Day 317: ‘A Magnificent Life’ 2018

Day 317
Sunday 13 May 2018  9.57pm
‘A Magnificent Life’   2018

Yesterday was one of those days when you get a phone call that you immediately know brings bad news. It was my father’s wife calling, telling me that my Dad had been taken to hospital after suffering a mild stroke. The story came to me in bits and pieces.

First, I heard that he seemed to have suffered a stroke and briefly had slurred speech and asked his wife to call an ambulance and was taken to hospital. It was all a bit confusing and I was at a football game – West Coast Eagles versus Greater Western Sydney Giants – and it was hard to catch every word. But the news was such that someone walked over my grave.

Second, I rang my brother and told him the news about the minor stroke.

Third, I received a message and heard that his wife had left the hospital and had been called back to RPA because the tests and scans had revealed a bloodclot. That was a message in more ways than one. In the background I heard Dad admonishing his wife for suggesting that my wife and family come in and visit. He said, ‘It isn’t necessary, plus would be inconvenient,’ because he had a number of tests to be conducted. Plus, he might well be home again, late Sunday or on Monday.

Fourth, I rang and spoke with my brother, and he was happy that I’d updated him on Ali’s advice, given the blood clot.

Fifth, I rang Colleen back and she told me that the latest scans showed that a brain heamorraghe had occurred three or four weeks ago, that she’d previously noticed moments here and there where Dad’s speech was slurred, “but for less than a minute” and that there was a blood clot which further scans tomorrow would better reveal. Ali then told me that her Papa had a slow haemorrhage from a stroke and couldn’t eat and died within a week; and Colleen also told me that they had a friend visiting, Reuben, when Dad had the stroke. He was the one who’d insisted on an ambulance. He knew of someone who went to hospital with a haemorrhage or a blood clot and was dead the next day. The slow-bleed and the clot meant that hospitalisation was too late in that particular instance.

Sixth, Ali told me that I should prepare for the worst because it sounded 50/50 to her. I was surprised that it had gone from a minor stroke with him going home on Sunday -or Monday – to this! From slightly-dangerous-to-dead-over-a period-of-a-day-and-a-half made me worry.

Seventh, I prayed for my Dad and asked for guidance in whether to insist that I be allowed to visit him Sunday morning at RPA while the girls all go to the dedication at West Epping of the Minister’s daughter. That prayer is now.

“Dear God, I don’t know how bad this is for Dad and I don’t feel like it is the end for him because he has so many plans for the future. He doesn’t want a fuss to be made about this hospitalisation but Ali’s telling me that it could as easily end up with him dead on Sunday, or Monday, or this week, as it could end up with him back home again and okay for another few years. I don’t know whether to ignore Dad’s feeling that we shouldn’t make a fuss and visit on Sunday or if I ignore him. But then again, if it is his time, that’s B. Ward Powers once again wanting to direct everything and be in control and have God take him home.
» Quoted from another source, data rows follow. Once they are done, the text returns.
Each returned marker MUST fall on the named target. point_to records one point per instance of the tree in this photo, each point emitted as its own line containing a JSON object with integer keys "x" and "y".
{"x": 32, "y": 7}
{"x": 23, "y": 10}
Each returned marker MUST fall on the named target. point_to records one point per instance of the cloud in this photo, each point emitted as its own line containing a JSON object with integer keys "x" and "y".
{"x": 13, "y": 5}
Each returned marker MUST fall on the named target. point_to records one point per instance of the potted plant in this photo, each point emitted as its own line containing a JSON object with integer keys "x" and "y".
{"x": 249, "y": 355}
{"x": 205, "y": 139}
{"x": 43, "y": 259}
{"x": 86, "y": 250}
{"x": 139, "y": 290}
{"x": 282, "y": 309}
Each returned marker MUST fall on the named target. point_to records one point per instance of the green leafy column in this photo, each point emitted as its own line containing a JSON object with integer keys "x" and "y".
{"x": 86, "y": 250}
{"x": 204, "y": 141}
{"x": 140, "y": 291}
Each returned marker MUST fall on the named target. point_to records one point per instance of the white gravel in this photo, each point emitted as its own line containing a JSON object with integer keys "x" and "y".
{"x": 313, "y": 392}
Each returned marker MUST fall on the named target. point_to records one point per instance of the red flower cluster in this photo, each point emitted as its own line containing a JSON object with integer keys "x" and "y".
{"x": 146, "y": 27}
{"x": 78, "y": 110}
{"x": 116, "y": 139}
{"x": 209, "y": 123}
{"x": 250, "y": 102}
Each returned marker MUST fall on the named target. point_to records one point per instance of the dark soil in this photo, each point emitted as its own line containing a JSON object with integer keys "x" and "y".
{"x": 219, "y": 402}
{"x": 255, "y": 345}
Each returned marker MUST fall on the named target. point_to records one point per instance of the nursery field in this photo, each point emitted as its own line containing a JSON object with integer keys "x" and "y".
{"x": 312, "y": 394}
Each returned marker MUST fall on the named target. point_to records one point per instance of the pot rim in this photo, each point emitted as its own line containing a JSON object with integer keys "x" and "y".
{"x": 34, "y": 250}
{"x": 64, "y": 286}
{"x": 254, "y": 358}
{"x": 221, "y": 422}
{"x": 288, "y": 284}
At 87, it still seems too soon. Dad and A, B, C and me are going to the United States later this year. He’s going to a conference in Denver, Colorado. It’s all planned and booked. I can’t pray for him to live for that or for his book on the environment to be published. I can only pray that Your will be done, because like Paul he yearns for the day his maker takes him home. God’s will be done. Amen.”

Eighth, I will go to RPA tomorrow morning to see him. I don’t know if it does me any good to witness Dad die just as I witnessed Mum die in Ferbuary 1988. It’s very invasive. I know we had umpteen great weeks of Wednesday nights, the last of which was viewing Playtime (1967).

Ninth, I don’t like preparing for exams I don’t have to sit, piano pieces I don’t have to play, or deaths that are not happening today or tomorrow. I’m a worrier, so it’s not good for me. Who besides David really cares – as true family – about this situation? Colleen and Aunty Gwen, of course. It’s the people who are talking about taking this from a minor stroke to a major haemorrhage who are doing my head in because Dad is in safe hands – not the doctors at RPA, the other ones – the hands of the one who wrote his name in the Book of Life. My Dad’s had a magnificent life and I know he’s ready the next one.